I am currently a graduate student in the School of Mathematics at the Georgia Institute of Technology (GT). My advisors are Dr.’s Kenneth Brown (physics - Duke University), Evans Harrell (mathematical physics - School of Math, GT), and Adam Meier (coding theory - GT Research Institute). My research splits into two main projects: classical coding theory (Meier) and quantum computation (Brown). The icons at the bottom of the page also link to my email, LinkedIn, GitHub, and curriculum vitae.

Past projects I have been involved with include the exact and numerical scientific computation of quantum invariants via knot theory and Feynman diagrams (Stavros Garoufalidis - School of Math, GT), path planning for autonomous robots (Sung Ha Kang - School of Math, GT), mathematical modeling of microelectromechanical systems (John Pelesko - Department of Mathematics, University of Delaware), reverse draining of magnetic thin films (John Pelesko - Department of Mathematics, University of Delaware), and particle physics models of primordial inflation (Qaisar Shafi - Bartol Research Institute, University of Delaware).

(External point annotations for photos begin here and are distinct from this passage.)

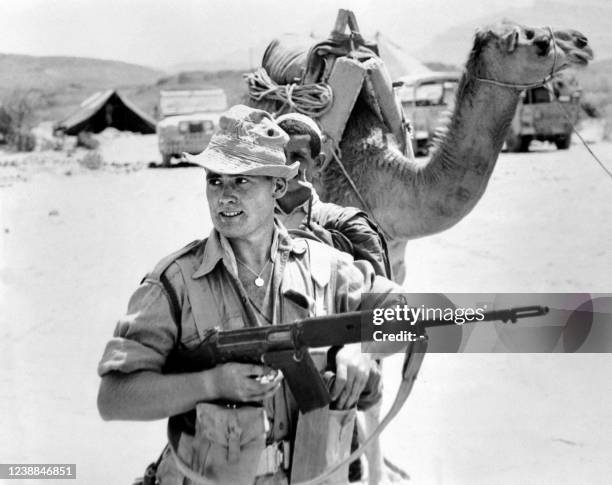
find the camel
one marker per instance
(411, 200)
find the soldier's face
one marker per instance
(241, 206)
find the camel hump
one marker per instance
(285, 58)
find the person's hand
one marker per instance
(244, 382)
(352, 371)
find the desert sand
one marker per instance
(75, 242)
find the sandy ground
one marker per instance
(75, 243)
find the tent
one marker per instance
(106, 109)
(397, 61)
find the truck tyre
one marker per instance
(518, 143)
(563, 141)
(166, 159)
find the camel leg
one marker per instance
(369, 420)
(378, 472)
(397, 254)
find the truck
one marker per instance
(426, 100)
(188, 118)
(545, 113)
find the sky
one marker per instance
(166, 33)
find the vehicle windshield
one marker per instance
(428, 94)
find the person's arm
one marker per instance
(133, 386)
(149, 395)
(353, 366)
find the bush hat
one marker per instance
(248, 142)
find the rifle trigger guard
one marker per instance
(298, 355)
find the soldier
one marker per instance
(347, 229)
(246, 428)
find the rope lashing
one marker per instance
(312, 100)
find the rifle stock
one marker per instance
(285, 347)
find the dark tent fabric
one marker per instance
(106, 109)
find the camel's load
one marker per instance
(324, 79)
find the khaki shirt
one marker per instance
(203, 276)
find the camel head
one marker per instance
(516, 54)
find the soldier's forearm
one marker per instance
(146, 395)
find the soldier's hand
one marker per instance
(244, 382)
(352, 371)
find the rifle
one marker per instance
(285, 347)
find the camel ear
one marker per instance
(319, 161)
(511, 40)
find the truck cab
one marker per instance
(545, 113)
(188, 119)
(425, 100)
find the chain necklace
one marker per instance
(258, 279)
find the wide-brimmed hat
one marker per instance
(248, 142)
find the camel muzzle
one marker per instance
(542, 44)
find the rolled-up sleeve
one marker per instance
(144, 336)
(354, 279)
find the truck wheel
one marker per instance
(563, 141)
(166, 159)
(518, 143)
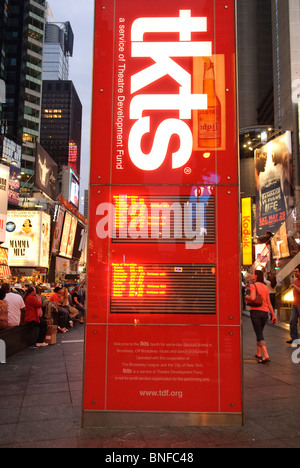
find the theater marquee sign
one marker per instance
(163, 307)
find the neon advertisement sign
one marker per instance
(183, 102)
(164, 222)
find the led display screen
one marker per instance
(163, 289)
(165, 219)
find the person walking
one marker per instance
(34, 315)
(3, 311)
(295, 311)
(16, 306)
(260, 313)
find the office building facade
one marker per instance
(22, 64)
(61, 123)
(58, 47)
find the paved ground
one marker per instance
(41, 391)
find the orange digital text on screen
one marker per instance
(131, 280)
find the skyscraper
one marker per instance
(61, 123)
(22, 65)
(58, 47)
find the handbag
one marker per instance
(258, 301)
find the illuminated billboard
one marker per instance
(27, 238)
(274, 183)
(4, 187)
(163, 333)
(45, 173)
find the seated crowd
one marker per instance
(61, 309)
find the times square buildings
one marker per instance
(36, 102)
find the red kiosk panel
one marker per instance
(163, 308)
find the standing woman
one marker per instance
(3, 310)
(260, 314)
(34, 314)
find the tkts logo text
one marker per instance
(163, 55)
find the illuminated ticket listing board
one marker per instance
(163, 333)
(163, 289)
(149, 219)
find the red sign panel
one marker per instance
(163, 311)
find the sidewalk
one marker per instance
(41, 392)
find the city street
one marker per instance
(41, 392)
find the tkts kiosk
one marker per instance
(163, 334)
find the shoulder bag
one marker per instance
(258, 301)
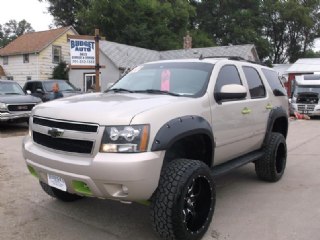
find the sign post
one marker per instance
(84, 53)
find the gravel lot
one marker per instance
(246, 209)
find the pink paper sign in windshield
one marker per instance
(165, 80)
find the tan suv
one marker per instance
(162, 134)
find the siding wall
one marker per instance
(108, 75)
(40, 65)
(19, 70)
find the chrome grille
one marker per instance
(62, 135)
(20, 107)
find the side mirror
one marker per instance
(231, 92)
(39, 90)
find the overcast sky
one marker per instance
(35, 12)
(32, 11)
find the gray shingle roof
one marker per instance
(125, 56)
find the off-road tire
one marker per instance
(183, 204)
(58, 194)
(272, 165)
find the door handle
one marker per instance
(246, 110)
(269, 106)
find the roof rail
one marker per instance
(236, 58)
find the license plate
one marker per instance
(57, 182)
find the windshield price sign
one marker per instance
(82, 52)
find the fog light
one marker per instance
(125, 189)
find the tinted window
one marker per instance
(183, 78)
(274, 82)
(10, 88)
(228, 75)
(255, 84)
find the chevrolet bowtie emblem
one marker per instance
(55, 132)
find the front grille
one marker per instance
(20, 107)
(307, 107)
(63, 144)
(81, 127)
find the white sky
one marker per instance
(36, 14)
(32, 11)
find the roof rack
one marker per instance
(236, 58)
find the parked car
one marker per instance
(43, 88)
(160, 135)
(15, 105)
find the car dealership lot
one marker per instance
(246, 207)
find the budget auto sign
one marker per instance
(82, 52)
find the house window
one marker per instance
(25, 58)
(56, 54)
(5, 60)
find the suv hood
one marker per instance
(104, 108)
(16, 99)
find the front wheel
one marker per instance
(183, 205)
(272, 165)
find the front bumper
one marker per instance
(9, 116)
(124, 177)
(308, 109)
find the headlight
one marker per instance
(127, 139)
(3, 107)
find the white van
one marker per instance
(305, 95)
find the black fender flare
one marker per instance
(179, 128)
(275, 114)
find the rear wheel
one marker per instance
(61, 195)
(183, 204)
(272, 165)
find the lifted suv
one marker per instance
(161, 134)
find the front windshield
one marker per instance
(63, 86)
(306, 89)
(183, 78)
(10, 88)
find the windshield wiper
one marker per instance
(13, 93)
(157, 91)
(118, 90)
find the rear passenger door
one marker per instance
(260, 105)
(231, 120)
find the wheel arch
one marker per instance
(277, 122)
(186, 137)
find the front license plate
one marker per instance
(57, 182)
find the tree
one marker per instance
(153, 24)
(13, 29)
(65, 12)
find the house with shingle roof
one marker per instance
(118, 58)
(33, 55)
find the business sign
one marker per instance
(82, 52)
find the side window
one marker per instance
(38, 85)
(256, 87)
(228, 75)
(274, 82)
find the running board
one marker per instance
(235, 163)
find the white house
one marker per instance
(33, 55)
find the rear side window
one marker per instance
(228, 75)
(256, 87)
(274, 82)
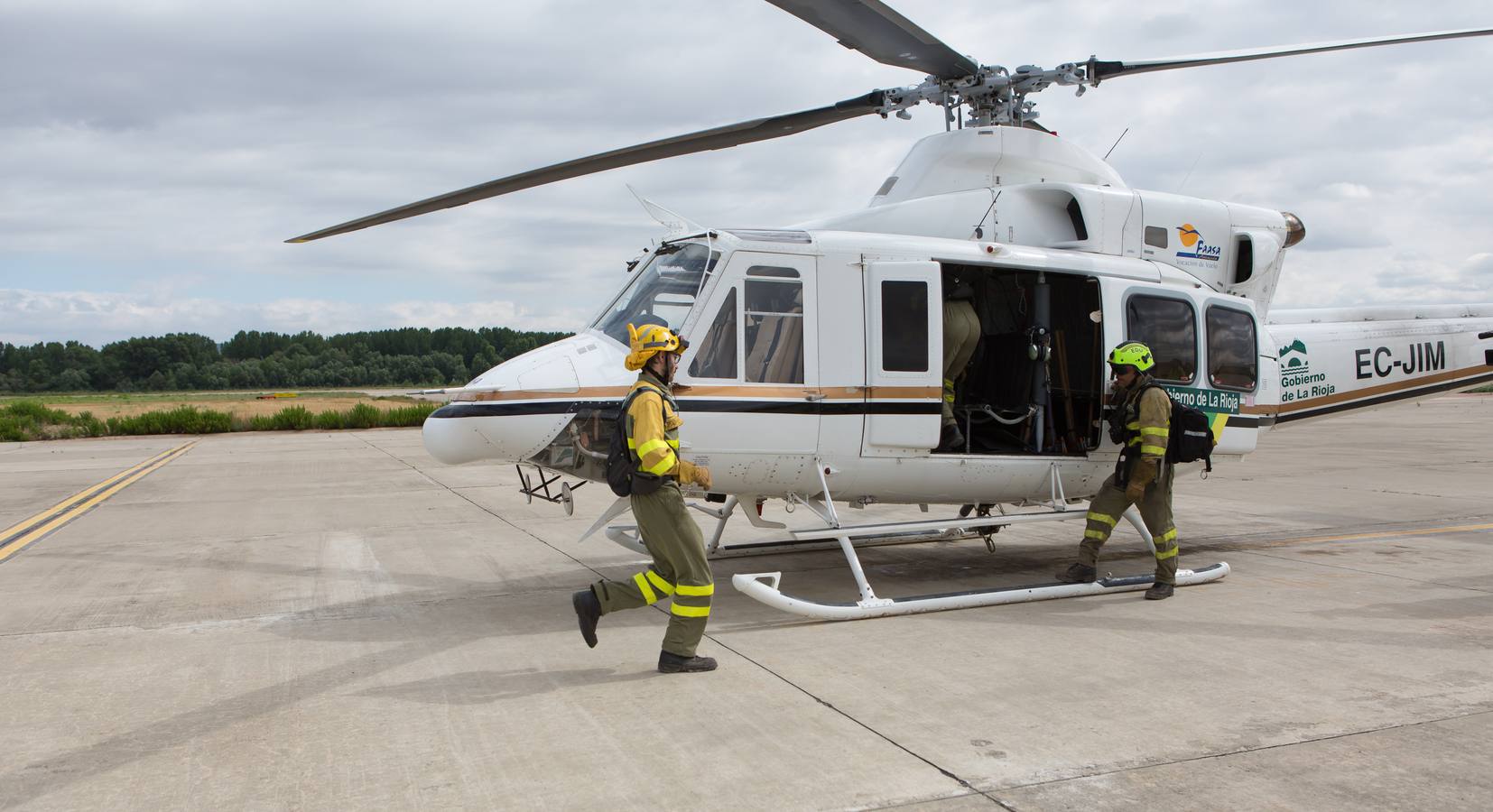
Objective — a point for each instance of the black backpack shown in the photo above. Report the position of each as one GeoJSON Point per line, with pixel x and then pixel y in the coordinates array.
{"type": "Point", "coordinates": [1191, 438]}
{"type": "Point", "coordinates": [621, 470]}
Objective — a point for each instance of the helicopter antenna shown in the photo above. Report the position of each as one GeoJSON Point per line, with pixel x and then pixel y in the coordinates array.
{"type": "Point", "coordinates": [1116, 143]}
{"type": "Point", "coordinates": [1189, 177]}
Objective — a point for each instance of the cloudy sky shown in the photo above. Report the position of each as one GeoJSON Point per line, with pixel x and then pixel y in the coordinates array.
{"type": "Point", "coordinates": [155, 154]}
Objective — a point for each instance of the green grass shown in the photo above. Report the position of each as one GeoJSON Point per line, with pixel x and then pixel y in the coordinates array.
{"type": "Point", "coordinates": [30, 420]}
{"type": "Point", "coordinates": [159, 397]}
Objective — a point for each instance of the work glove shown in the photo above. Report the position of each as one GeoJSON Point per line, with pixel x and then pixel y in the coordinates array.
{"type": "Point", "coordinates": [1143, 475]}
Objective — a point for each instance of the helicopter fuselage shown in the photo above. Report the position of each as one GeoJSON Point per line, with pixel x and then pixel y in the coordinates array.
{"type": "Point", "coordinates": [815, 360]}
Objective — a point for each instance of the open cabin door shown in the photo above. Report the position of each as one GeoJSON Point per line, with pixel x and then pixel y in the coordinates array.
{"type": "Point", "coordinates": [1207, 346]}
{"type": "Point", "coordinates": [904, 358]}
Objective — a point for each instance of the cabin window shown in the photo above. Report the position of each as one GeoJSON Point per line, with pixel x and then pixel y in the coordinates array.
{"type": "Point", "coordinates": [1169, 328]}
{"type": "Point", "coordinates": [663, 291]}
{"type": "Point", "coordinates": [904, 326]}
{"type": "Point", "coordinates": [717, 354]}
{"type": "Point", "coordinates": [1232, 354]}
{"type": "Point", "coordinates": [774, 317]}
{"type": "Point", "coordinates": [1242, 259]}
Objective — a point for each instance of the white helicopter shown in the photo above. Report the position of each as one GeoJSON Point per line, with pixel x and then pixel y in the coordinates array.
{"type": "Point", "coordinates": [814, 372]}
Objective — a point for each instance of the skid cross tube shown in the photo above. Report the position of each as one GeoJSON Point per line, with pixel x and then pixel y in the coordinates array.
{"type": "Point", "coordinates": [765, 586]}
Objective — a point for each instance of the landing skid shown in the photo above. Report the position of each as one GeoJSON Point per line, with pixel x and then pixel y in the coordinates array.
{"type": "Point", "coordinates": [765, 586]}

On the classical side, I am an information theorist for IARPA's new Molecular Information Storage (MIST) initiative. This large-scale project spans multiple academic institutions and corporations. My main task (Technical Area 3 - Operating System) is to model the errors inherent to Technical Areas 1 (Storage) and 2 (Retrieval) and develop an operating system that coordinates addressing, data compression, encoding, error-correction, and decoding in a manner that supports efficient random access at scale. Please see the link for more details.

On the quantum side, I am mainly interested in the quantum error correction and its related quantum information theory. Specific interests include qudit codes, quantum cyclic (BCH and Reed-Solomon) codes, approximate error correction, color codes, double color codes, and the unitary decomposition problem.